Laju pertumbuhan penduduk adalah perubahan penduduk yang terjadi jika dibandingkan dengan sebelumnya dan dinyatakan dengan presentase.Komposisi penduduk Kota Medan berpengaruh terhadap kebijakan pembangunan kota, baik sebagai subjek maupun objek pembangunan. Keterkaitan komposisi penduduk dengan upaya-upaya pembangunan kota dilaksanakan, didasarkan pada kebutuhan pelayanan yang harus disediakan kepada masing-masing kelompok usia penduduk. Proporsisi penduduk berdasarkan usia, dapat dilihat bahwa penduduk paling banyak adalah yang berada pada usia 20-24 dengan perincian penduduk laki-laki 116.164 jiwa, 11,23% sedangkan perempuan 121.385 jiwa, 11,58%. Dapat dikatakan bahwa jumlah penduduk pada tahun 2012 yang paling banyak adalah perempuan dengan total keseluruhan 1.071.596 jiwa sedangkan laki-laki hanya 1.034.696 jiwa. ( Sumber: Medan Dalam Angka 2012)

Berdasarkan data yang didapat dari Dinas Sosial dan Tenaga Kerja Kota Medan, sebanyak 120 pencari kerja pada tahun 2011 menyampaikan permohonan izin untuk menjadi tenaga kerja asing. Lapangan usaha jasa kemasyarakatan, sosial dan perorangan merupakan yang paling diminati karena 50 persen dari pencari kerja tenaga kerja asing.

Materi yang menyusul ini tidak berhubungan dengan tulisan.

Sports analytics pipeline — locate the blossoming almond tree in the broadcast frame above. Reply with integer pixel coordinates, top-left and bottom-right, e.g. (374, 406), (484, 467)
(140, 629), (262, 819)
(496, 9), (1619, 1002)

Jumlah pencai kerja secara keseluruhan sebesar 4742 orang dengan status sudah dipenuhi sebesar 1986 orang. Pendidikan tertinggi yang ditamatkan oleh para pencari kerja di Kota Medan paling banyak hanya tamatan SLTA.

Human Development Report (Laporan Pembangunan Manusia) yang pertama, pada tahun 1990, mendefinisikan pembangunan manusia sebagai suatu proses untuk membuat manusia mampu memiliki lebih banyak pilihan.

Pembangunan manusia lebih dari sekedar pertumbuhan ekonomi, tetapi tidak anti terhadap pertumbuhan. Dalam perspektif pembangunan manusia, pertumbuhan ekonomi bukanlah tujua akhir. Pertumbuhan ekonomi adalah alat untuk mencapai tujuan akhir, yaitu memperluas pilihan-pilihan bagi manusia. Kalaupun demikian, tidak ada hubungan yang otomatis antara pertumbuhan ekonomi dengan kemajuan pembangunan manusia.

Perkembangan Indeks Pembangunan Manusia (IPM) Kota Medan menunjukkan gambaran yang menggembirakan. Pada tahun 2011, IPM Kota Medan mencapai 77,68 dibandingkan dengan 30 Daerah Kabupaten/Kota di Provinsi Sumatera Utara, Kota Medan menempati urutan 2 setelah Kota Pematang Siantar. Meningkatnya nilai IPM Kota Medan tidak terlepas dari berbagai upaya yang dilakukan Pemerintah Kota Medan. Dengan motto “Bekerja sama dan sama-sama bekerja demi kemajuan dan kemakmuran Medan Kota Metropolitan, Pemerintah Kota Medan menggandeng berbagai pihak untuk member sumbangsih nyata bagi pembangunan kota.

Hal ini, antara lain terlihat dari besarnya peranan pihak swasta di dalam penyediaan fasilitas pendidikan dasar (SD sebesar 434 unit dari 816 unit), pendididkan menengah

pertama (303 unit dari 348 unit) dan pendidikan menengah atas ( 310 unit dari 344 unit). (Sumber: Medan Dalam Angka 2012).